One type of choice board that Kasey talks about is a Tic Tac Toe Choice Board. I especially love using this type of choice board, since all students have a square that they "must do"- the center square #5. After they get a choice of 2 other boxes that they can complete to get tic tac toe. As a School Based Technology Specialist, I see all 20 classes, K-6, as part of the master schedule. To provide models for both students and teachers, I use strategies like the Tic Tac Toe Board, to model digital differentiation for my staff and students. Here are a few examples of how I have used these choice boards this year.
Grade 2: Famous Americans Tic Tac Toe Board
When my second grade team originally brought this project to the left to me, I was not quite sure how to proceed. First of all, I have never used Tinkercad- so that was my first stumbling block, but moreover, I wanted to make this project my own. The previous SBTS at my school, @tscesney, was kind enough to walk me through it- so my first problem was solved.
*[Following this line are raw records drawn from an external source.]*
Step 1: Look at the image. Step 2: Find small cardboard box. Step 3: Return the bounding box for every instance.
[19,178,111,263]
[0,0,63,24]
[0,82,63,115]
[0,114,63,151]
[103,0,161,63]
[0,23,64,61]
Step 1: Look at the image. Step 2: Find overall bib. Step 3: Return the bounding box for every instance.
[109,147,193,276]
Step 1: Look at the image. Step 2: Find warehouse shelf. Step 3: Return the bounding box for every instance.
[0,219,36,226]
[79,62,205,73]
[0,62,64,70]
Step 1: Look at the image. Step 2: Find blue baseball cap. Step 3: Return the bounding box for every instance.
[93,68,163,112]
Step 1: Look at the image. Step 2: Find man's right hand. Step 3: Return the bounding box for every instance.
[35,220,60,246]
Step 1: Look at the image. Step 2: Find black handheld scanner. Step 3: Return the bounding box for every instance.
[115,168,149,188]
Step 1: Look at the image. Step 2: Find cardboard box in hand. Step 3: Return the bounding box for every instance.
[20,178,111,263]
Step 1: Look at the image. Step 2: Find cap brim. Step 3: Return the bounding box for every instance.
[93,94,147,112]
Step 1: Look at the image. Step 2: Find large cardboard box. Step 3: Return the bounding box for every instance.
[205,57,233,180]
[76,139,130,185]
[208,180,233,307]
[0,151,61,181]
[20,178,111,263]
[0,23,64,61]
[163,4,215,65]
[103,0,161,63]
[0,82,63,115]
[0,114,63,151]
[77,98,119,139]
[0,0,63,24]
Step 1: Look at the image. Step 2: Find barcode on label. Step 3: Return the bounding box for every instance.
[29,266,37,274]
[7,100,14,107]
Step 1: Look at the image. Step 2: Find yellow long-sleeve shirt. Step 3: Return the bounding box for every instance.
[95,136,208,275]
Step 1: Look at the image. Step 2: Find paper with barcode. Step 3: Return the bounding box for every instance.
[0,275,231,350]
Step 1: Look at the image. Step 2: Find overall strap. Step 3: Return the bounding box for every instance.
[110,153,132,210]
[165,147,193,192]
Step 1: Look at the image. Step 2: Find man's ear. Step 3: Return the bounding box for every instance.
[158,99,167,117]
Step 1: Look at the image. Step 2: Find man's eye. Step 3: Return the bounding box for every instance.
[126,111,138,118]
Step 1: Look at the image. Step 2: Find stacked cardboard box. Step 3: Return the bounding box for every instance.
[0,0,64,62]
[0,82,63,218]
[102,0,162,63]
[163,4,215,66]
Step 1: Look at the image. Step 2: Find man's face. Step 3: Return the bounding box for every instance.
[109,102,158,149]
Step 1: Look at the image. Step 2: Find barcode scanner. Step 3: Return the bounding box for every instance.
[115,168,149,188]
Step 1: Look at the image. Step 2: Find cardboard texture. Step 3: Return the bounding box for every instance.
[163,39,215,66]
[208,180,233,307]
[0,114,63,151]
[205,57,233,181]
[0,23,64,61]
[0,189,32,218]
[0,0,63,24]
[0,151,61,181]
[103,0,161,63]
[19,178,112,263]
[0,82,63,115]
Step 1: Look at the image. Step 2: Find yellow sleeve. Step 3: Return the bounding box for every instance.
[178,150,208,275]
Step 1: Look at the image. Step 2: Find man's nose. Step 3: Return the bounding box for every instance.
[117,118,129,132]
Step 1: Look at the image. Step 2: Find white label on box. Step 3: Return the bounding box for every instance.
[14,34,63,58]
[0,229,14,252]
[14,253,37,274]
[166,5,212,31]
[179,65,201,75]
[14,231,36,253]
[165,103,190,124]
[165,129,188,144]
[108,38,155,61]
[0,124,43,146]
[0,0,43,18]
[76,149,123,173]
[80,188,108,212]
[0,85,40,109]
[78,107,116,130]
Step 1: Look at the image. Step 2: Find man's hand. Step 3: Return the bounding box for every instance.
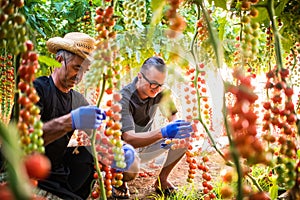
[161,119,192,139]
[71,106,106,130]
[112,144,136,171]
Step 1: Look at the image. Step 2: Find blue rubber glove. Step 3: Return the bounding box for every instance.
[161,119,192,139]
[112,144,136,171]
[71,106,106,130]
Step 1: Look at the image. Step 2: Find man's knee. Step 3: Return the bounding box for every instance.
[123,156,140,182]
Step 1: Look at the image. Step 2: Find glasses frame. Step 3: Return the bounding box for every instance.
[140,72,164,89]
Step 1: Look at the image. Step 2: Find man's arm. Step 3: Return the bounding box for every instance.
[42,106,105,146]
[42,113,73,146]
[122,129,163,148]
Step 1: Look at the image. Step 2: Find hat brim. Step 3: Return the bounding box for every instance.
[46,37,93,62]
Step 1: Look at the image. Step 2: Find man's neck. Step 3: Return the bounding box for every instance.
[51,72,70,93]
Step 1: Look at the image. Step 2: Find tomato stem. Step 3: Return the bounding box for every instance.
[90,73,107,200]
[0,122,32,200]
[13,54,21,123]
[266,0,283,70]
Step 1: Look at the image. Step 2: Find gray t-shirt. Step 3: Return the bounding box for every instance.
[120,77,177,134]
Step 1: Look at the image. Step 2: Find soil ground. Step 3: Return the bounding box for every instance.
[125,152,227,200]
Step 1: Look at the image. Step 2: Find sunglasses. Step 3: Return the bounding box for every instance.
[140,72,164,89]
But how could I make this project my own? As I looked at the questions, @Flipgrid automatically popped into my mind. But were there other ways to incorporate choice and voice for the "green section?" So I went to the FCPS digital ecosystem library- there, I found a few more options- wait, I suddenly realized- this was becoming a Tic Tac Toe Choice Board.
All of my "blue options" focused on tools to share the answers to those three questions above. I chose 2 PC options that the students were pretty familiar with: @Flipgrid and #Wixie and two iPad options: @Chatterpixit and #Puppetpals.
For my "yellow options," I wanted students to build their 3D monuments in @Tinkercad- and added some choice with Minecraft and Lego options.
I was all ready to start- but I had never done a choice board with students in 2nd grade. How could I explain it to them? The slide show on the right shows how I introduced this to them.
First, we discussed why we called this a Tic Tac Toe board. Then I discussed how everyone MUST do the white #5 box and we talked about how we could get Tic Tac Toe.
After that, I explained each of the tools to the students using slides 2-7. Slide 8 was the student's algorithm or steps for independent work that day using icons to guide them.
Grade 3 and 5: Ancient Egypt and Mesopotamia Tic Tac Toe Choice Boards
When my third grade team shared that students were studying Ancient Egypt, I was all in for creating a Tic Tac Toe Choice Board. I had made a similar board for my fifth grade students in the fall about ancient Mesopotamia and was sure that I could use it as a base to get started.
As I reviewed this menu, there were a lot of things I liked about this activity
1. To begin with, all students started looking at a map and share a See, Think, Wonder (This is a thinking routine from Project Zero- where students share what they see, what they think and what they wonder) using Padlet.
I liked the idea of starting with a map again- but wanted to simplify it. Maybe I could incorporate 2 questions that made students think about the map of Greece- I see and I wonder.
2. Giving students choice over how they learned had worked very well- for my fifth graders, they could read or watch a video and then complete either a Google Form with another thinking routine- Connect, Extend, Challenge or do this on paper.
I wanted to give my third graders options too but wanted to give them an simpler way to share their learning. I chose having them share 3 things they learned on Flipgrid.
3. When studying ancient cultures, contributions are key. For my fifth graders, they used a list of research sites on a slide to share about their invention.
I wanted my third graders to learn about contributions as well. I found 2 pages on each invention on an online resource and asked them to complete a 3-2-1 organizer on their invention.
I also knew that my students in third grade would need some scaffolding for this format. Once again, I used a student algorithm with icons to build their understanding as shown on slides 2 and 3.
Slide 1 features my new Tic Tac Toe Board for my third graders. It met all of my aims.
It allowed students to learn about ancient Egypt in multiple ways- by reading/listening to a book or watching a video.
All students got to share their learning on a collaborative platform @Flipgrid.
All students got to learn about an invention or contribution from ancient Egypt.
All students got to share what they learned in a simple 1 page format that could be combined into a collaborative book.
I love how these choice boards give both choice and voice to our students. I also love how their engagement increases as their interest does. Definitely check out Kasey's book or check out her podcast, episode #8. These are just a few examples of the boards I have made using this format. I look forward to seeing how both my second and third graders do as they continue and conclude these projects!